A certain species of fatalism has taken hold among our political classes in general and among Democrats in particular. The idea is that, because Trump has successfully broken so many of our rules — he dispatched a supposedly deep bench of GOP challengers while spending virtually nothing, and while blowing past norms that used to require candidates to adhere to some nominal standard of respect for facts and consistency — it must mean he has a chance at blowing apart the old rules in the general election, too.
And so, you often hear it suggested that Trump can’t be beaten on policy, since facts and policy positions no longer matter; that he is going to attack in “unconventional” ways, so there is more to be feared; that he may be able to ride Rust Belt working class white anger into the White House in defiance of demographic realities; and that he has some kind of magical appeal that Democrats fail to reckon with at their own extreme peril. I don’t mean to suggest Trump should be taken lightly or to denigrate those worries; I have on occasion shared them, too.
But what if this is all wrong? What if it turns out that Trump can be beaten with the relatively conventional argument that Clinton’s priorities and policies are better for a majority of Americans than his are, and with a more effective series of negative attacks on him than he is able to land on her? Maybe the world hasn't gone as crazy as the GOP primaries have made it seem.Gee, a campaign about issues and not personalities.
Instead we get personal attacks and salacious digs about his hands from the press and the world of pundits, who are so ill-informed that for months they thought he wore a toupee. The National Review called him an "ape" in its first account on his candidacy when he entered the race. Faux Philosopher George Will inferred that Trump is the town drunk, which is rather insulting considering it is well known that Trump's older brother, an alcoholic, steered Trump into a lifetime of sobriety. Perhaps Will reads only Cato.

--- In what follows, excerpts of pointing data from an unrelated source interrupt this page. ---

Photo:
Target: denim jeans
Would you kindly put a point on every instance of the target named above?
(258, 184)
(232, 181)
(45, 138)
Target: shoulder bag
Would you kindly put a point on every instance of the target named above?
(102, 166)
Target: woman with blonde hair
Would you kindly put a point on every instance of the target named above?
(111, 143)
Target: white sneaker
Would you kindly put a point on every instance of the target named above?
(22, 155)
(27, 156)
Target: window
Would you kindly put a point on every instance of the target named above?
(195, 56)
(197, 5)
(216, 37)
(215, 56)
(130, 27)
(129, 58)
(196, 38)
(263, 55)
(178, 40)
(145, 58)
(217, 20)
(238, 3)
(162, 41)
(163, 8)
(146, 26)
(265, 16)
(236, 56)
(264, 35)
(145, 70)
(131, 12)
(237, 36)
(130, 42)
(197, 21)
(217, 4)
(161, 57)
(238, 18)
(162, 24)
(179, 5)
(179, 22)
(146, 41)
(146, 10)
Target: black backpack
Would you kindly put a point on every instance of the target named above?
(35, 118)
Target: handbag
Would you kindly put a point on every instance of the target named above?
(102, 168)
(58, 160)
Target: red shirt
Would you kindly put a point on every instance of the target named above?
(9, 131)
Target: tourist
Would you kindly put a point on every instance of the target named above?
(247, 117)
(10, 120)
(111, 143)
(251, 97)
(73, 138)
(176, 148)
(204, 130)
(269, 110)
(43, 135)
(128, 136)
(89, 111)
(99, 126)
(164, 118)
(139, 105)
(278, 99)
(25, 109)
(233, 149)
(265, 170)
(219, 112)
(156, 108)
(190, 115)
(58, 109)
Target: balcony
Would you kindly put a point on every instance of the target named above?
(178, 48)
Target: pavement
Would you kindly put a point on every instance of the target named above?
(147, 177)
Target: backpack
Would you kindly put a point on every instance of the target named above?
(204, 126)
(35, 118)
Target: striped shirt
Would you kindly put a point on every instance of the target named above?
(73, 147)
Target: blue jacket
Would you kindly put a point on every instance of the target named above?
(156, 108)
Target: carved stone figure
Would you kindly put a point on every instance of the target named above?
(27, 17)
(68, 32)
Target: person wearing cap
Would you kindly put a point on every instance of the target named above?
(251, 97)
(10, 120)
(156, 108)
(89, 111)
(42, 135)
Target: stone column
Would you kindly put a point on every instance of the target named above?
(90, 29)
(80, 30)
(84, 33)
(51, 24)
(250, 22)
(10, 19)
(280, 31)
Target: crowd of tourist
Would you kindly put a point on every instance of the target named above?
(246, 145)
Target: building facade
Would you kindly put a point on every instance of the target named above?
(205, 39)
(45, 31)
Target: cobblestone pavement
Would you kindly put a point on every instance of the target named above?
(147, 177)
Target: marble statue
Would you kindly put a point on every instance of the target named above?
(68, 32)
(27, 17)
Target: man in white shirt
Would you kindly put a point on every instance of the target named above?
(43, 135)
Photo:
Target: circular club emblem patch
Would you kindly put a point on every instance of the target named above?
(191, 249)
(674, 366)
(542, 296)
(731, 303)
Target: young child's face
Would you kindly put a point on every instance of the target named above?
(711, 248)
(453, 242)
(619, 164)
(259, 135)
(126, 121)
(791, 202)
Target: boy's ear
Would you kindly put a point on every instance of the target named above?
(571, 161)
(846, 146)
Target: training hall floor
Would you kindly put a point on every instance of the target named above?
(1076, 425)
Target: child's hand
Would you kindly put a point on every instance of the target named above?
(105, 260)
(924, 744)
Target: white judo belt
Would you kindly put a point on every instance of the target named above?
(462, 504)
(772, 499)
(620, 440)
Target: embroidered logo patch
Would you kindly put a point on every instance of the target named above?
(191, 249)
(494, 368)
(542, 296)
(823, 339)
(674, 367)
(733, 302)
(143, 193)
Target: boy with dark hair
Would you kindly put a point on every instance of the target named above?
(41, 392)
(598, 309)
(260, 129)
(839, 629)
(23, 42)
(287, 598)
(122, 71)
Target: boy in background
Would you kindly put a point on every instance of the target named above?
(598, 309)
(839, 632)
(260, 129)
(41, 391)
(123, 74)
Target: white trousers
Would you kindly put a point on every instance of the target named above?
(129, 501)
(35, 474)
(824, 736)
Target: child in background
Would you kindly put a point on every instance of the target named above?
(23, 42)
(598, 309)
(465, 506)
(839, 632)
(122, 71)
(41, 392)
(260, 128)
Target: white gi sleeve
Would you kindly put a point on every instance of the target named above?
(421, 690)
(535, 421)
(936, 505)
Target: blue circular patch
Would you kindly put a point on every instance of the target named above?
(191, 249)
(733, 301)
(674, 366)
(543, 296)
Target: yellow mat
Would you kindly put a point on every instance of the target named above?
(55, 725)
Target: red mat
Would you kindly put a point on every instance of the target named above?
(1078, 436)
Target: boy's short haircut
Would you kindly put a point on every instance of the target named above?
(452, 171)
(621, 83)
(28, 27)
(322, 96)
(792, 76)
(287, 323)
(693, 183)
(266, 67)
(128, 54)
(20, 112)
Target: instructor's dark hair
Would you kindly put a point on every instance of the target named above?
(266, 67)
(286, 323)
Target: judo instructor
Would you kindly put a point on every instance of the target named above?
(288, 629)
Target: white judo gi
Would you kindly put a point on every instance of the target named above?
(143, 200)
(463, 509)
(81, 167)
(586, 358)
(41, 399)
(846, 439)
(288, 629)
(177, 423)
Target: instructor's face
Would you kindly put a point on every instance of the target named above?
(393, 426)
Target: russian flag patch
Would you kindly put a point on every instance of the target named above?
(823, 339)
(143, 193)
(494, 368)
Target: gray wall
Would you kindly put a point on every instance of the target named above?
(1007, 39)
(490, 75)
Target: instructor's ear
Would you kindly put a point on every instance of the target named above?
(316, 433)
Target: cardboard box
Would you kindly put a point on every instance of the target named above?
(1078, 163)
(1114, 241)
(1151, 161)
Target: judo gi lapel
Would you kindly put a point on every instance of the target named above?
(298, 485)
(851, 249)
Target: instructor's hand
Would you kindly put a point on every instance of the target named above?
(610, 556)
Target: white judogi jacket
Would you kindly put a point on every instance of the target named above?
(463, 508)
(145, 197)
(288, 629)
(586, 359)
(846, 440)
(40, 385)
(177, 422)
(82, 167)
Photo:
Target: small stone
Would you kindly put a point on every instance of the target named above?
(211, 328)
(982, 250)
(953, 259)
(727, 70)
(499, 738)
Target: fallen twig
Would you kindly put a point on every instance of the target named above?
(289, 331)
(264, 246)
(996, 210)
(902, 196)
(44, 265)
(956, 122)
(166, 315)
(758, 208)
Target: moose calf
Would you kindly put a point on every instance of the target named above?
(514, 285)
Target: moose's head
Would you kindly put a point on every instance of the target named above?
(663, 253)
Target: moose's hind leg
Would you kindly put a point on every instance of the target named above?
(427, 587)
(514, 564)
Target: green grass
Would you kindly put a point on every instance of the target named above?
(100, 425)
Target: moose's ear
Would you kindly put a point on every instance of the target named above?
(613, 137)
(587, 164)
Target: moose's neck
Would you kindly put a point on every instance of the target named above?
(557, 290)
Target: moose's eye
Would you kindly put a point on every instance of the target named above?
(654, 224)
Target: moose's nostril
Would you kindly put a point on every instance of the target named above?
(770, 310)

The personal attacks do not work. All they do is make the race a referendum on Trump, with Trump as the victim.
Trump has had a campaign based on ideas: Building a wall and deporting illegal aliens to solve the border problem, re-negotiating free trade pacts, and balancing the budget with a one-time tax increase. But any new idea is considered blasphemy by the Conservative Commentariat that sits on its tax-exempt foundations and leisurely opines on capitalism. Whenever they start losing an argument they shout FREE MARKET, and then call you an ape. (Don't worry. My book in July takes care of the insider's club.)
The Donald beat the pundits who are stuck in the 1980s. Hillary and her 1960s liberalism are next.
Anyway, I praise Greg Sargent for acknowledging what should be obvious, but isn't to those in Washington.